Hi! I’m Jiyeon Lee from South Korea. 🇰🇷
This blog is for recording my GSOC(Google Summer of Code) project, which is TFLite GPU inference latency estimator on mobile device.
Abstract
Currently there is no simple way for inference time estimation when prototyping the neural network model. It is common to design the new architecture keeping some principle of GPU-friendly model in mind. But to understand how the newly prototyped model will perform on the GPU, developers need to actually execute inference on many phones manually.
This project aims to solve this issue by building a tool for an offline model latency estimation. To make this possible the database with a variety of benchmarks will be created and then analyssed with specially developed jeuristics and regression methods. As a stretch goal, integration with some neural network visualizer may be implemented when the tool is ready.
Project Timeline
- First part of the coding time
- Week 1 (June 7-14) : understand how the convolutions need to be generated
- Week 2 (June 14-21) : have one-convolution models generated
- Week 3 (June 21-28) : collect initial benchmarks, start designing the database
- Week 4 (June 28-July 5) : implement an estimator which uses simple regression
- Week 5 (July 5-12) : buffer week
- Expectaion from the first coding time part : the initial version of both database and latency estimation tools
- Second part of the coding time
- Week 6 (July 12-19) : analyze what was missed in the database
- Week 7 (July 19-26) : adjust database with an updated set of convolutions
- Week 8 (July 26 - August 2) : time for perfecting the latency estimator
- Week 9 (August 2-9) : buffer week (maybe integrate with NN visualizer)
- Week 10 (August 9-16) : prepare documentation, last code polishments, etc
- Expectaion from the second coding time part : project deliverable is reached + tested on the known networks + docs
- Code submissions, presentations, etc
- Week 11 (August 16-23) : students submit their code and evaluations
- Week 12 (August 23-30) : mentors submit final evaluations
- August 31 - Results are announced
Project Repository
https://github.com/jiyeoon/GSOC_proj
Part 0. Setting development environment
- PC : MacOS BigSur 11.1
- Mobile Device (used to measure latency) : Galaxy S6
- anaconda virtual env (python 3.8)
- Followed this link
Part 1. Make a Database
- In order to make latency estimator, For starters, It is needed to make a database for tranining.
- Convolutions contained in the database
- Combination’s of below’s list
- kernel : [1, 2, 3, 5]
- filter : [16, 32, 64, 128, 256]
- input_h : [8, 16, 32, 64]
- input_w : [8, 16, 32, 64]
- input_channel : [16, 32, 48]
- stride : [1, 2, 3]
- From real model’s convolution layer
- Densenet
- MobileNet
- Face detection
- hair segmentation
- Got each of one convloution’s latency time.

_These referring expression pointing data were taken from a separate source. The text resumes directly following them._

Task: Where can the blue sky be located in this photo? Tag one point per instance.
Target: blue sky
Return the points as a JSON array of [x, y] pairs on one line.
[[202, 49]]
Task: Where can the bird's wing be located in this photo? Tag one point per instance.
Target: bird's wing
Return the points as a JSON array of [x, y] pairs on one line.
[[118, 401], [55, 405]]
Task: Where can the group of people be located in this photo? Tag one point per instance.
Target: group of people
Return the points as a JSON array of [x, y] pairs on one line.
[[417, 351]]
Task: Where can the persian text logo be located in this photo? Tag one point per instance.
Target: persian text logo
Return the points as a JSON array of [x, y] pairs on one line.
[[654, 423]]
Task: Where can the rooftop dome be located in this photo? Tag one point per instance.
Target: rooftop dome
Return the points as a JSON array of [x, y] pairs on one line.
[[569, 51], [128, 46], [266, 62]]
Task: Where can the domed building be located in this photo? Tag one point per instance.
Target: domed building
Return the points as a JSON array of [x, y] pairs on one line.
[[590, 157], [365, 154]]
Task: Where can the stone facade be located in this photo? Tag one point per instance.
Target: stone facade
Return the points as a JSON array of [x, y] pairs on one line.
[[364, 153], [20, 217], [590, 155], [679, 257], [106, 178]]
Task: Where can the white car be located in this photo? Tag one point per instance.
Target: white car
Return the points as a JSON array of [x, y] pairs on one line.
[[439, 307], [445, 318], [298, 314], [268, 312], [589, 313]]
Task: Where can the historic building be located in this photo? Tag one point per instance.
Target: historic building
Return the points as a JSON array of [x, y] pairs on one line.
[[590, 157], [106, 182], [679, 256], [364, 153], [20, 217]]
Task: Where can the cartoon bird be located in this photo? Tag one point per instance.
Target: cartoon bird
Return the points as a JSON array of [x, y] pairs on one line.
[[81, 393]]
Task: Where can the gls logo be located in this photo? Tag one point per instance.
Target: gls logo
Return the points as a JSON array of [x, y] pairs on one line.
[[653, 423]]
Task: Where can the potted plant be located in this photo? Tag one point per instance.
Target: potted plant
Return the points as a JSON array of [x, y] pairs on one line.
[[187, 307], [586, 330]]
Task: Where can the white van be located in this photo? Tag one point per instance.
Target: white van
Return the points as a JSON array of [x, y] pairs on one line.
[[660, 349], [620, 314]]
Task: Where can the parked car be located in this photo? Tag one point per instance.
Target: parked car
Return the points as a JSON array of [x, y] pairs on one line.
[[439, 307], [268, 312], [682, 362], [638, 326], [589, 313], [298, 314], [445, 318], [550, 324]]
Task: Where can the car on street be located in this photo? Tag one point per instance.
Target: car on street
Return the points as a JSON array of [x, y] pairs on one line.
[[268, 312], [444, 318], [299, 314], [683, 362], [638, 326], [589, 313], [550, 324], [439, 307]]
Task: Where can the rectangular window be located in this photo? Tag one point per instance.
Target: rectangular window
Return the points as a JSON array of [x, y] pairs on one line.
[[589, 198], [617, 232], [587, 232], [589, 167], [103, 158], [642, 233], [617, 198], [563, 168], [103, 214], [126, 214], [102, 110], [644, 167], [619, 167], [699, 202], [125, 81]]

- Combination’s of below’s list
- How to get latency time
run_bazel.py
code : https://github.com/jiyeoon/GSOC_proj/blob/main/run_bazel.py- saved the result as a csv file format.
- About 900 benchmarks from combinations + 230 samples from real model used for making database.
Part 2. Latency Estimator Modeling
- How to get convolution paramer of one tflite model
- 3 kinds of regressor are used
- XGBoost
- RandomForestRegressor
- DecisionTreeRegressor
- Get Estimator Model using above database
- How to get estimated latency time from tflite model
estimator.py
: https://github.com/jiyeoon/GSOC_proj/blob/main/estimator.py- How to use
- package install :
pip install -r requirements.txt
- get result :
python -m estimator.py --path {TFLITE_MODEL_PATH}
- package install :
Result
Output format is csv file like above.
What was challenging
- Getting convolution layer’s parameter was the hardest thing to figure out.
- Making Database
- It was hard to get enough of benchmarks.
- And also it was time-consuming operation because it is needed to get latency time directly for each convolution model.